MAY 25, 2022
by: DAN WILLGING
Josh Hyde will never forget that night at a Baton Rouge blues jam. When it was his turn, the teenage guitarist played lightning-fast and out of control with every possible burning lick, he could muster. Afterward, Larry Garner said, “Son, you know you don’t have to play all those notes. It doesn’t take that many notes to play the blues.”

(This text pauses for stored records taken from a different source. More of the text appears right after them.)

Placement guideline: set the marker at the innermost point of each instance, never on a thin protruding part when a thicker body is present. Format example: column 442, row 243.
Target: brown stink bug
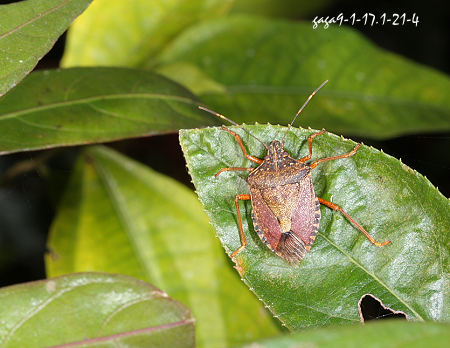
column 285, row 209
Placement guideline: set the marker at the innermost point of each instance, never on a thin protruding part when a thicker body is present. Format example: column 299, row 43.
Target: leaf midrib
column 378, row 280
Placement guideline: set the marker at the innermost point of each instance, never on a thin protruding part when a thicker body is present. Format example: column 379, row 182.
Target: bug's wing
column 306, row 215
column 264, row 221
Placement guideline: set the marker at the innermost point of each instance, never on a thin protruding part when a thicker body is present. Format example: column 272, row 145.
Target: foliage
column 141, row 68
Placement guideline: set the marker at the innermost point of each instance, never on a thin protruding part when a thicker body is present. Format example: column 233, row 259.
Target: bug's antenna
column 231, row 121
column 301, row 109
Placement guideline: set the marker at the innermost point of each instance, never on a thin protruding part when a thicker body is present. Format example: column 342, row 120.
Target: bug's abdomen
column 287, row 217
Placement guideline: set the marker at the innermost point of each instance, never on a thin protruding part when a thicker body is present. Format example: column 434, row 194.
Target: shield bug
column 285, row 209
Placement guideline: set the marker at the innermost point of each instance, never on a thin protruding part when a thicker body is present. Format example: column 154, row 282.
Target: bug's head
column 276, row 151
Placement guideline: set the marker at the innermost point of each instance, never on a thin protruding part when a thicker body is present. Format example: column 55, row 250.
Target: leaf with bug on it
column 375, row 189
column 285, row 209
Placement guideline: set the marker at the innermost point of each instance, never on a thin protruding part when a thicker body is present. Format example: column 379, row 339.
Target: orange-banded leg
column 310, row 139
column 358, row 226
column 241, row 229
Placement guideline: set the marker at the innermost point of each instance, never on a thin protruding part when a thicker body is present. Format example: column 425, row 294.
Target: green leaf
column 385, row 196
column 386, row 333
column 144, row 28
column 287, row 9
column 92, row 310
column 28, row 29
column 119, row 216
column 90, row 105
column 267, row 69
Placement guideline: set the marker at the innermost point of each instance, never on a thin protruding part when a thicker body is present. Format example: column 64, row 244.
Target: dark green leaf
column 389, row 199
column 89, row 105
column 28, row 29
column 99, row 38
column 119, row 216
column 254, row 69
column 387, row 334
column 92, row 310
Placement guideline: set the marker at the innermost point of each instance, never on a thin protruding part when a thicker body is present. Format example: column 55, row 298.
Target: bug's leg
column 232, row 169
column 241, row 229
column 239, row 140
column 358, row 226
column 310, row 139
column 351, row 153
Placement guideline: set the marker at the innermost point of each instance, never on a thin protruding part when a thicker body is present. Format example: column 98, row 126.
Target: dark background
column 28, row 198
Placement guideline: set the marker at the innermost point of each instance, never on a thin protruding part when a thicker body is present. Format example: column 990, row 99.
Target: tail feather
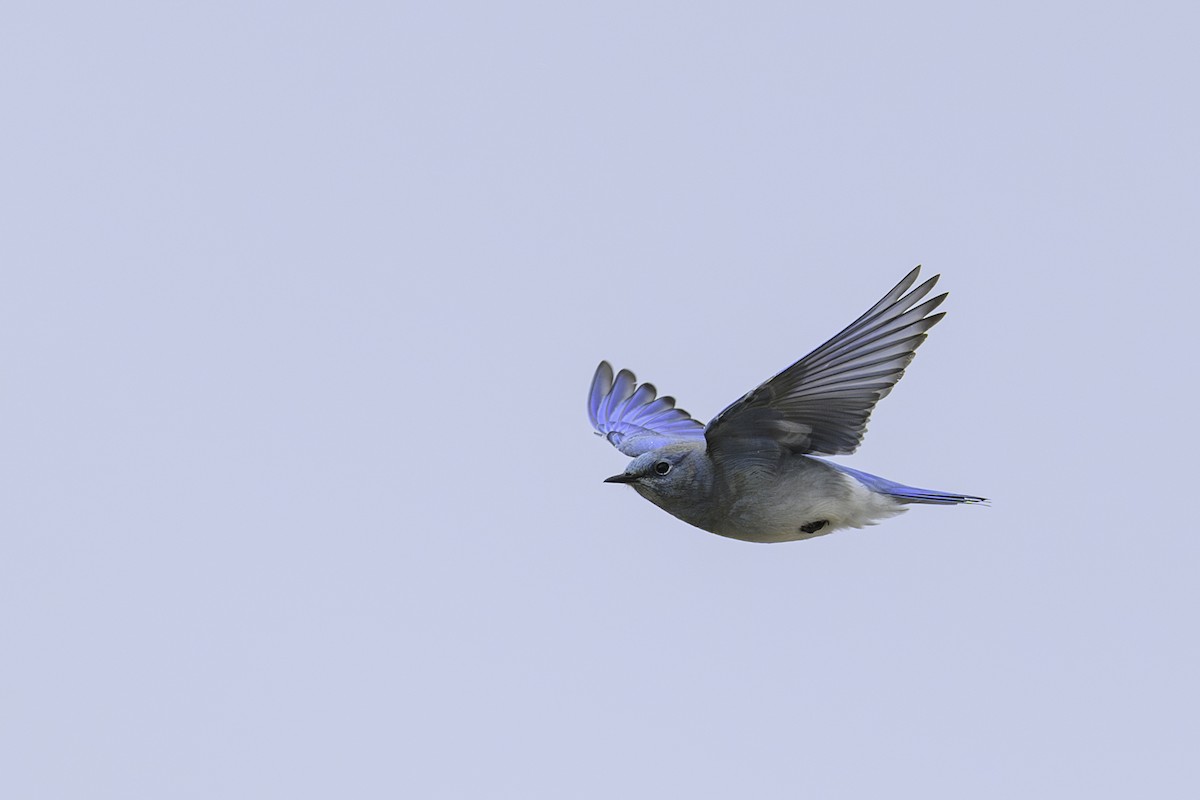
column 906, row 493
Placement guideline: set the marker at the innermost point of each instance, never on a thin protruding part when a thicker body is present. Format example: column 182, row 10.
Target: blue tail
column 905, row 493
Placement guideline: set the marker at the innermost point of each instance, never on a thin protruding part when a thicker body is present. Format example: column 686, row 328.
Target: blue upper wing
column 633, row 417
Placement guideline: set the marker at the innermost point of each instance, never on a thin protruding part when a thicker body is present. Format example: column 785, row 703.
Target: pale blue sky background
column 300, row 305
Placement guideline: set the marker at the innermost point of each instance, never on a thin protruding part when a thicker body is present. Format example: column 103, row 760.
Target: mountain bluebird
column 753, row 473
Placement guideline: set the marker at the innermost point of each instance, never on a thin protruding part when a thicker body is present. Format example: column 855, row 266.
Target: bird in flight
column 755, row 471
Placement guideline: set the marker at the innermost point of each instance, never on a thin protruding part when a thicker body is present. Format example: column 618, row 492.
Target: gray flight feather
column 821, row 403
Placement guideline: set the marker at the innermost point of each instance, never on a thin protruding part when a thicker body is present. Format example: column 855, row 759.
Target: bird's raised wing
column 822, row 402
column 633, row 417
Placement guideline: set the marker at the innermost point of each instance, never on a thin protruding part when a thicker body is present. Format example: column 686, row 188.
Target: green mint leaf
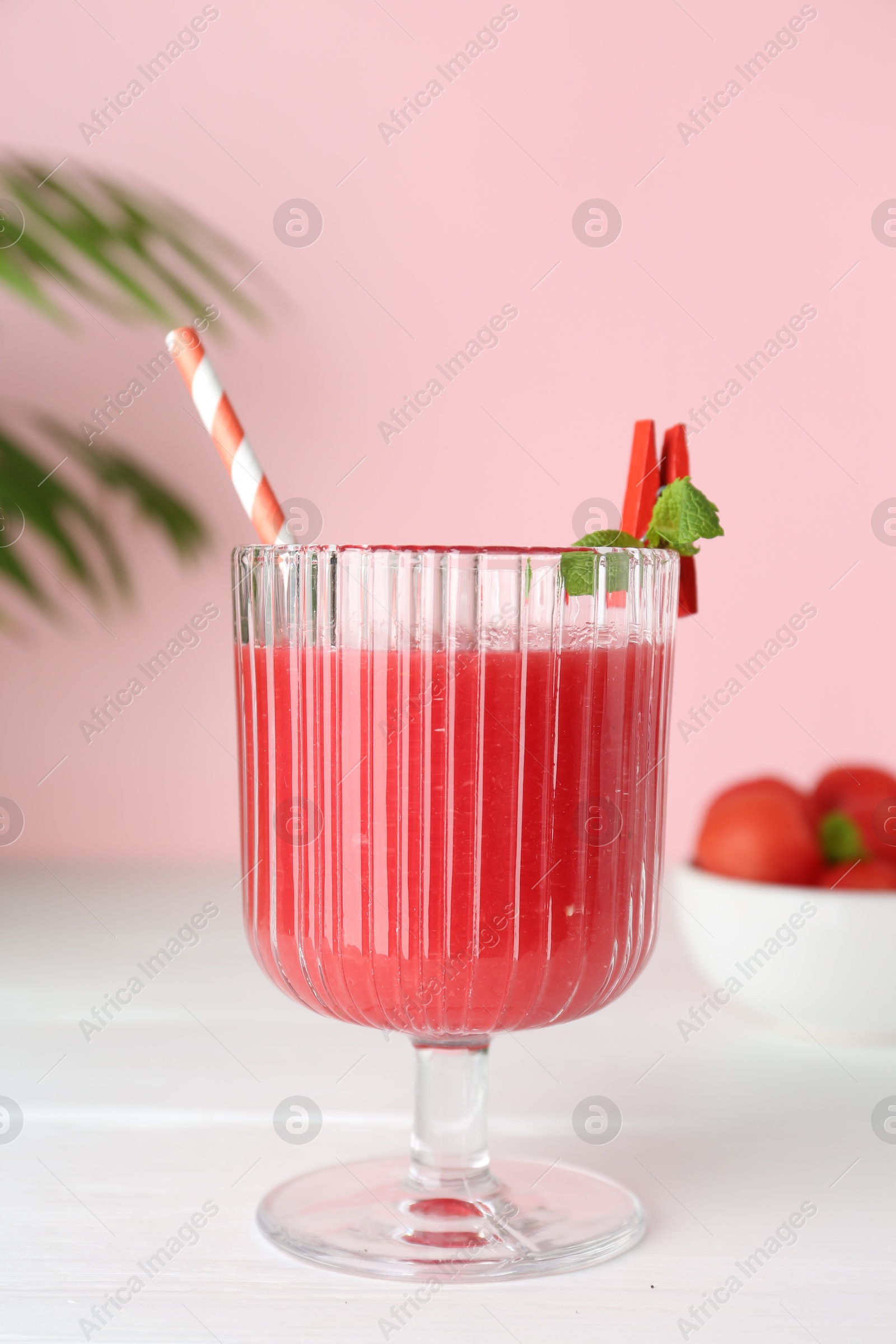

That’s the approach Hyde took on his third album consisting of nine solid originals and no covers—keep it sparse and don’t overload it with over-the-top, distracting solos. Since the Alexandria-based guitarist is accompanied by a keyboardist and a rhythm section, it’s not totally bare metal either but leaner, rawer and more aligned with the impassioned blues he grew up with. With its North Mississippi Hill Country flavor, “I Can’t Leave The Night” feels like something from Hyde’s formidable years. It’s built around a haunting riff that develops into a tasty solo before he drops his zinger last verse.
Hyde took his time crafting the material in what he refers to as his first real blues album. Thematically, many songs revolve around love lost and the subsequent recovery struggle. Yet, they vary so stylistically that it never feels like more of the same. “Might Be a Tear” is fueled by Jimmy Wallace’s pounding piano playing. “Stuck in a Rut,” the first song Hyde wrote for this project, rides a mildly funky groove. Hyde’s solos never venture into jammy histrionics but are creatively thoughtful and to the point. Several songs have multiple attention-grabbing stops and starts.
The closer, “So Sweet,” detours from the prevailing theme. This protagonist finds solace in being alone after an acrimonious breakup.
But make no mistake about it, Hyde’s vocals are the true centerpiece of these proceedings. They’re mournfully soulful, world-weary, and break with the right edge to draw you into a vignette about someone who has lived the pain portrayed in the lyrics.
With its crisp, clear sound, Hyde recorded this on an analog tape recorder and mixing board without Pro Tools to achieve a simpler, less modern sound. Though it was mixed by David Praet and mastered by Tom Volpicelli of The Mastering House using vintage equipment, it goes to show you don’t need every bell and whistle to be effective.